The pendulum swings left

The rise of the Working Families Party: de Blasio and James filing suit in 2009 to block the term-limits overturn.


Hermann, Marc, A.


The rise of the Working Families Party: de Blasio and James filing suit in 2009 to block the term-limits overturn.



Where have you gone, Carlos Danger? After a rollicking primary, the general election has been dull political theater. Spoiler alert: The Democrats, from Bill de Blasio on down, will win.


Never mind the doomsayers, including Joe Lhota, muttering darkly about the imminent return of the bad old days; there’s no question that New York is going back to the future and returning to its natural state as a one-party town.


After two administrations that have been right of the political center in a city where Democrats outnumber Republicans six to one, New York will be run by a Democrat for the first time since 1993, when the Dow ended the year at 3,750.09 (it closed at 14776.53 on Tuesday) and 2,420 people were murdered (it was 684 in 2012), and since the city charter was changed in 1990 to create a much more powerful mayor (David Dinkins didn’t seem to notice).


Over their five terms, neither Rudy Giuliani nor Mike Bloomberg made any effort to build a political operation that could turn out votes or wield political influence after they left City Hall.

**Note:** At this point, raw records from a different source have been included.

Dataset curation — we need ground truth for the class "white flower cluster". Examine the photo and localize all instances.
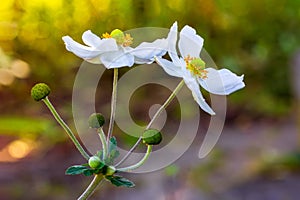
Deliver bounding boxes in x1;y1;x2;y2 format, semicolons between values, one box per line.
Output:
62;22;245;115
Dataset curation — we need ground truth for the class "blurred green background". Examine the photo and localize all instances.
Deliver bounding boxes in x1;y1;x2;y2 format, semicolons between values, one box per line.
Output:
0;0;300;199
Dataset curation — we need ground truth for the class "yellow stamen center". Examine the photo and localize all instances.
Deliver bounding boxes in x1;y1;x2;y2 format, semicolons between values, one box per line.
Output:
102;29;133;47
184;55;208;79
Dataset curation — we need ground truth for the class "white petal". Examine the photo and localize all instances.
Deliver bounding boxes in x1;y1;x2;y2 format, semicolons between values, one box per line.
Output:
82;30;101;48
178;26;204;58
155;58;182;78
198;68;245;95
82;30;118;52
62;36;101;59
167;22;179;66
100;48;134;69
184;76;215;115
130;39;168;63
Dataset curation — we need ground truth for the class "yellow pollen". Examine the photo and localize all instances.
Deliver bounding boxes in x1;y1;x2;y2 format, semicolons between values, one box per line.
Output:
123;33;133;47
102;32;111;38
184;55;208;79
102;29;133;47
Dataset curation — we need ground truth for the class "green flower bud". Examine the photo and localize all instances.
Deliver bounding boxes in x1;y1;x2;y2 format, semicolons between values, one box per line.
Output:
89;156;101;169
88;113;105;128
190;58;205;69
142;129;162;145
110;29;125;44
105;166;116;176
31;83;51;101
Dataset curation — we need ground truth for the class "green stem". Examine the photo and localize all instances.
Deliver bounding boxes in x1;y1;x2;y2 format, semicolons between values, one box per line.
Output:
146;80;184;130
115;80;184;167
97;127;107;160
106;68;118;146
43;97;90;160
77;174;103;200
117;145;152;172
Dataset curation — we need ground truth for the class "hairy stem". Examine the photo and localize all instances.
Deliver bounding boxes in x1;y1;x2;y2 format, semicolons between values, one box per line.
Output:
106;68;118;146
77;174;103;200
97;127;108;160
117;145;152;172
115;80;184;167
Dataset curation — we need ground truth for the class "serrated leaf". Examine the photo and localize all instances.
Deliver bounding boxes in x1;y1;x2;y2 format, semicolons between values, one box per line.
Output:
106;176;135;188
65;165;88;175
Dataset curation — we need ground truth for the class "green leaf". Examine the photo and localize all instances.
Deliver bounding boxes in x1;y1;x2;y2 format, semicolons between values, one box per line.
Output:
106;176;135;188
65;165;88;175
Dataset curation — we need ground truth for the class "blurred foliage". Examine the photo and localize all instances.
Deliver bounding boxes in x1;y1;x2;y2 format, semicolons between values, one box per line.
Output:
0;0;300;119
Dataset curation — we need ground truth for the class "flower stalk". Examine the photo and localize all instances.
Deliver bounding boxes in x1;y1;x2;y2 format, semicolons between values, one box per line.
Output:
106;68;118;146
42;97;90;160
117;145;153;172
77;174;103;200
115;80;184;166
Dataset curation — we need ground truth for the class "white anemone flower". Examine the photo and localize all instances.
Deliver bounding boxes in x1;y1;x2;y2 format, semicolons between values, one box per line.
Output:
62;29;168;69
156;22;245;115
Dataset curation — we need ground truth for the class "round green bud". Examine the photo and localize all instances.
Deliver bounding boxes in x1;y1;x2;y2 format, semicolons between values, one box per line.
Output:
31;83;51;101
105;166;116;176
110;29;125;44
142;129;162;145
88;113;105;128
89;156;101;169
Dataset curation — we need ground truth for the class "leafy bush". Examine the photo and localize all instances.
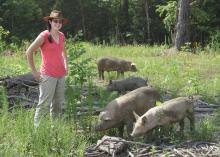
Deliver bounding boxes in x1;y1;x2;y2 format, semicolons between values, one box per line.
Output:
66;38;95;86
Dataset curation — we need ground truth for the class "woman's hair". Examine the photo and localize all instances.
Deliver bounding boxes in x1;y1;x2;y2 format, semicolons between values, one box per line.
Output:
47;20;52;43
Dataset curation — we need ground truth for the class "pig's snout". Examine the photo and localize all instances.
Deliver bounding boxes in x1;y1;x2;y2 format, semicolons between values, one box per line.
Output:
93;125;101;131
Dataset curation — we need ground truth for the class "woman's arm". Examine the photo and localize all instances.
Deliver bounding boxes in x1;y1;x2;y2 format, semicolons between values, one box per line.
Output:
63;42;68;75
26;35;44;81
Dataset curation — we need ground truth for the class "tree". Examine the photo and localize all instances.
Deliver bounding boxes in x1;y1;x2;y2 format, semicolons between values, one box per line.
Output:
144;0;151;43
175;0;189;50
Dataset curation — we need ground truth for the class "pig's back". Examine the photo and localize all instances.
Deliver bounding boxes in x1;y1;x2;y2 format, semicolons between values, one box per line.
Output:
116;87;160;115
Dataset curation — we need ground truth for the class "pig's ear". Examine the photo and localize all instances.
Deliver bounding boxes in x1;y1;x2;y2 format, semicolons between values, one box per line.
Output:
141;116;147;124
109;80;112;84
133;111;140;121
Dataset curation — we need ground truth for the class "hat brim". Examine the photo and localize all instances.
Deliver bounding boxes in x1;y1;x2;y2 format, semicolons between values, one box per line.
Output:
43;16;70;25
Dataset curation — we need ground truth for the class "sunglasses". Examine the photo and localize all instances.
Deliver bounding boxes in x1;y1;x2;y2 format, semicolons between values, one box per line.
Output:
52;19;63;24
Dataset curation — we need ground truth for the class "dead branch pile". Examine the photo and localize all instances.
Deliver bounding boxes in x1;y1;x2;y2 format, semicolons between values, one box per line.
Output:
84;136;220;157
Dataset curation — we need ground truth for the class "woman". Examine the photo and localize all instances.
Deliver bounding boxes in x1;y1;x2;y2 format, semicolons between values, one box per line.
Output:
26;10;69;127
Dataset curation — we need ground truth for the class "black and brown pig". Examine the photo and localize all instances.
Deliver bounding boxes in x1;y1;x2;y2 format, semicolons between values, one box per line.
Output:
97;57;137;80
95;87;160;137
131;97;194;137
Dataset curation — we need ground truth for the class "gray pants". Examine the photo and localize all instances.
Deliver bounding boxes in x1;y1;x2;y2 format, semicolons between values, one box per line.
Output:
34;75;65;127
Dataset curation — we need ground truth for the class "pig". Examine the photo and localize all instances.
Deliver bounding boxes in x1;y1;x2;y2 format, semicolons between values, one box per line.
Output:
94;86;161;138
131;97;194;137
97;57;137;80
107;76;147;92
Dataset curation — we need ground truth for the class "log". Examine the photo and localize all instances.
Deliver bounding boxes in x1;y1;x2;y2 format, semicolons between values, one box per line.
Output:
96;136;128;155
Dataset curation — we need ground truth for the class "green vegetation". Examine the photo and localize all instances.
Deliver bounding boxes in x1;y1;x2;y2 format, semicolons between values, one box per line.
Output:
0;39;220;157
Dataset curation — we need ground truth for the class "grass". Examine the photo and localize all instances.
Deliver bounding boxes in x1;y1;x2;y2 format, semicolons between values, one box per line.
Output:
0;43;220;157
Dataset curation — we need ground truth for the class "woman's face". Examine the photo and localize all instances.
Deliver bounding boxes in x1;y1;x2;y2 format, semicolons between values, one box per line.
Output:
50;19;63;30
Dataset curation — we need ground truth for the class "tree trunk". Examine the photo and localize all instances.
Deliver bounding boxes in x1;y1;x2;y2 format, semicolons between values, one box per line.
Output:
175;0;189;50
144;0;151;43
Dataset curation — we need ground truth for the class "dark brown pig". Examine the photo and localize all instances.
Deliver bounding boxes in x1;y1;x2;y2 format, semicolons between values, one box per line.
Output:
131;97;194;137
107;76;147;92
97;57;137;80
95;87;160;137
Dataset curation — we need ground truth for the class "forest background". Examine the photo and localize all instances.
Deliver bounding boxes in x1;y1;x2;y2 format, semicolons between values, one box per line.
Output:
0;0;220;47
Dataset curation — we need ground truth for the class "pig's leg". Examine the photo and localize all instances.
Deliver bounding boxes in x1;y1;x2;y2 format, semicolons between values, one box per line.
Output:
117;71;120;78
188;113;195;131
179;119;184;136
101;71;105;80
126;121;133;140
99;70;102;80
121;71;124;77
118;125;124;138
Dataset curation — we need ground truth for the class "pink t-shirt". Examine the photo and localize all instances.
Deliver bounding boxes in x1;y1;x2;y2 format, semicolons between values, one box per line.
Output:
40;30;66;77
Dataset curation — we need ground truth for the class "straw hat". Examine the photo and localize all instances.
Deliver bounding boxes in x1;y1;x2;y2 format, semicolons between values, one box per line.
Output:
43;10;69;24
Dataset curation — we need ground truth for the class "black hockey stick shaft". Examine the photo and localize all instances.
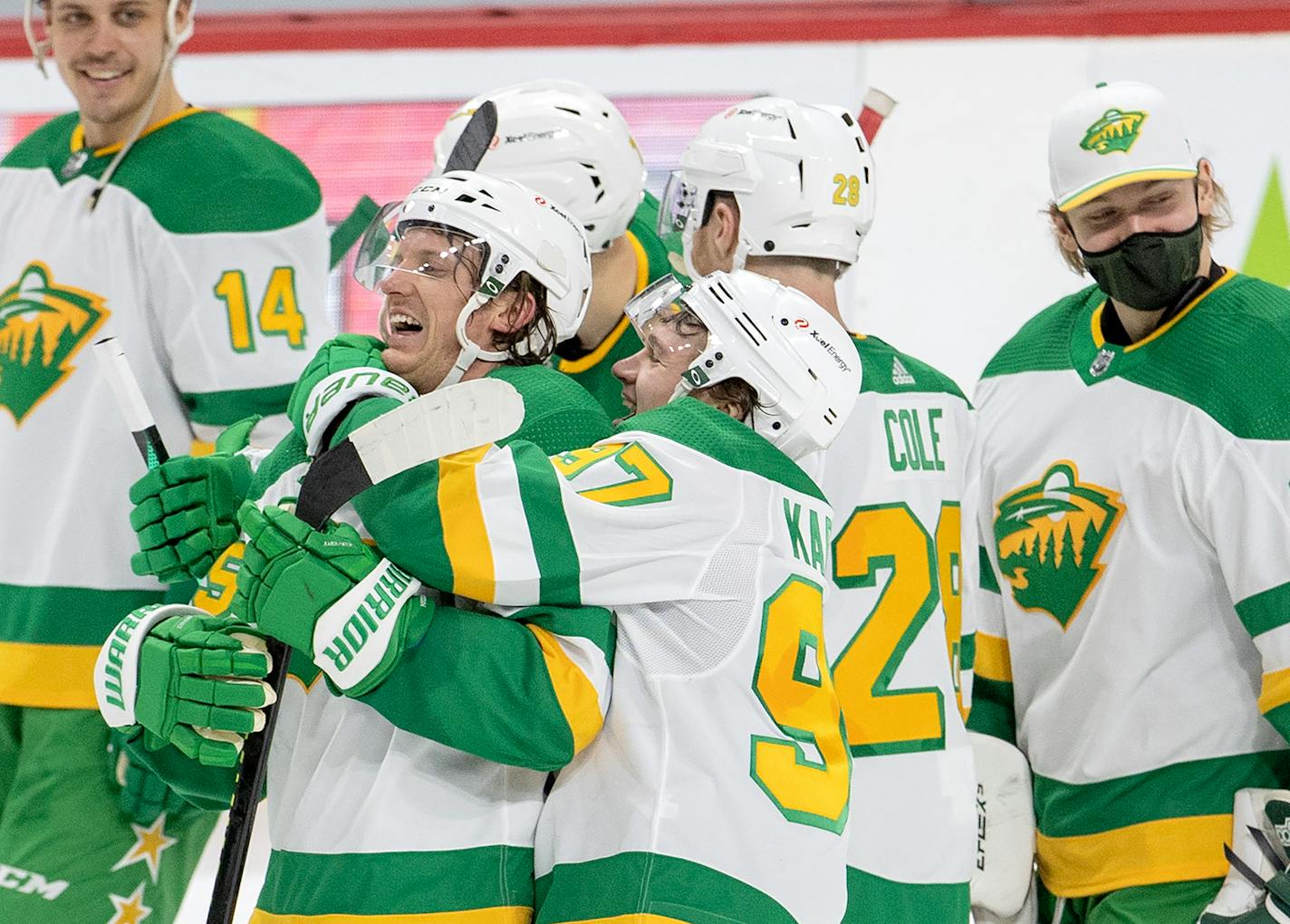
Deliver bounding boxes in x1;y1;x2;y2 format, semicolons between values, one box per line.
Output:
94;337;170;468
444;100;496;173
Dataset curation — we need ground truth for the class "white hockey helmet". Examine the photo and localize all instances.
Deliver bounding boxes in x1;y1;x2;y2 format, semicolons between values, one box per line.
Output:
353;170;591;386
626;270;861;459
22;0;197;75
435;80;645;253
658;97;876;274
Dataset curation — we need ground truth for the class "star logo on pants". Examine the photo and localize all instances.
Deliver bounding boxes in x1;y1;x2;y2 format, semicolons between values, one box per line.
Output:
112;812;178;882
107;882;152;924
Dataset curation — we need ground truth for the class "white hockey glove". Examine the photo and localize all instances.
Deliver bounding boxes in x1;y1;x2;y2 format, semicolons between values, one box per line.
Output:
968;732;1037;924
1199;788;1290;924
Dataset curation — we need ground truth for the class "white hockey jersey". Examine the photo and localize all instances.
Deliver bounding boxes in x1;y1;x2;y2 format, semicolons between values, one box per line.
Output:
822;335;977;924
968;271;1290;897
197;365;614;924
0;109;331;708
353;398;850;924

Which helps explain why Lhota, who was Giuliani’s deputy mayor for operations, is down a staggering 50 points. De Blasio is a compelling candidate, and without a massive crisis, a private fortune or both to sway them, few of the city’s 3 million registered Democrats are going to cross party lines this year.


But while the mayors squandered their opportunities to realign the city’s politics, a small party far to their left has been doing just that.


For the first time since the office was introduced in 1993, the next public advocate won’t chomp at the mayor’s ankles. That’s because de Blasio and Letitia James are both Democrats, and also Working Families Party stalwarts — de Blasio one of its founders and James the first Council member elected on its line alone.


“On the issues they care about, from minimum wage to tenant issues to development, they are absolutely definitional — they can set the debate at the city and the state level,” de Blasio said of the WFP in 2010.


The party, founded in 1988 to take advantage of New York’s fusion voting system, which allows candidates to run on multiple ballot lines, effectively represents organized labor. Despite its small membership, its used its ballot line and operational resources to push Democratic officials farther left, and elect new ones who are already there. That plan has paid off.


Even as Bloomberg ally and Council Speaker Christine Quinn used the power of her office to effectively force her left-leaning membership to stay in the center lane, the WFP played the long game, slowly building a progressive caucus (including James) to counter her. That paid off massively this year, as the group turned the tables on Quinn, forcing votes on paid sick days and new restraints on stop-and-frisk — two issues that, along with the term-limits extension the WFP played a leading role in fighting, derailed Quinn’s mayoral bid.